Afghan Americans said they are concerned for their family and friends after the Taliban took control of their home country, and fear for those who worked closely with the US forces.
The whole world watched as chaos gripped Afghanistan last week when thousands of Afghans rushed to Hamid Karzai International Airport in Kabul hoping to leave the country following the Taliban return.
Taliban fighters took sweeping control of the country ending nearly two decades of American control earlier this month.
Halima Kazem, an American Afghan journalist and expert on Afghan affairs, said the American invasion of Iraq in 2004 left Afghanistan as a “fragile state.”
“When I was living in Afghanistan, we as journalists could definitely see the changes in those years, especially leading up to the US invasion in Iraq,” Kazem said.
“I remember when that happened in 2004. The country was in a fragile, vulnerable state and the work was far from being done.”
Kazem said the US invasion of Iraq 16 years ago left the door open for the Taliban to make a comeback into Afghanistan.
Scenes from the Kabul airport last week showed crowds racing towards American aircraft about to take off, while others desperately tried to climb on the wings or shoved their way up a staircase.
The number of people that want to leave the country is still increasing. There are a reported 2.2 million Afghan refugees already in neighboring countries while 3.5 million people are homeless at the border due to the crisis.
Farzana Nabi, an American Afghan expert who worked with the US Army for a decade, said she can sum up what happened in Afghanistan to four main points: hubris, political failures, military missteps, and the failure to learn from history.
“The US thought that state-building would be the best approach,” Nabi said. “It was a western model of democracy which failed to account for the reality of a country of people who do not necessarily identify along the national lines.”
During an interview on the “Bridge” show hosted by Sahar Khamis and broadcast on the US Arab Radio Network, Nabi said the Afghan government and army lacked a coherent strategy after the US withdrawal. All of that despite extensive support during the past two decades from the US military that included training more than 300,000 fighters and more than 3.3 billion dollars in funding.
“The US underestimated the people in Afghanistan and thought of them as backward people who were ill-equipped and did not have the capacity to take down a superpower like itself,” Nabi said.

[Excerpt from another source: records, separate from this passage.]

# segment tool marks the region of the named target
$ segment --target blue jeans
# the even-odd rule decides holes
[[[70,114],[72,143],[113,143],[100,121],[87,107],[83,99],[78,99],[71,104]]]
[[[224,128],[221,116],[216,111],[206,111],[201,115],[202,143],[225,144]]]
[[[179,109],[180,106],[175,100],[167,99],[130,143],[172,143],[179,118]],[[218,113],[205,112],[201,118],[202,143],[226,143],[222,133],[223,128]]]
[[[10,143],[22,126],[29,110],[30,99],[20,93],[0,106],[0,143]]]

“We took our eye off of Afghanistan at the time we became very much engaged in Iraq, and I think that is where we left this vacuum that they started to fill.”
Kazem agreed that the Americans made many miscalculations: “And I am not alone in that assessment.”
Kazem said the humanitarian crisis has become more complicated by last week’s suicide bombing that killed 73 people, including 13 US service members, and left hundreds wounded. Despite the US administration’s commitment to a smooth exodus, there are still Americans and Afghan allies trapped with no access to the airport.
“I have actually been contacted by two interpreters whom I worked with back in 2012 who are both begging me to get in touch with whomever I can at the state department to help them out,” Kazem said. “It is heart-wrenching because you feel like your hands are tied.”
Nabi called the situation in Afghanistan “scary,” as she believes the Taliban is only sharing what information it wants to share with the international community.
On the other hand, Halima said the confusion at the airport in Kabul and the large number of people wanting to leave choked the process. She said it could have been avoided if the US government had processed the visa applications for Afghans who worked as translators or interpreters for the US government and military.
“The army did not have a plan to secure the airport,” Halima said. “I do not know if they could predict what would happen. They did not think it would escalate so quickly.”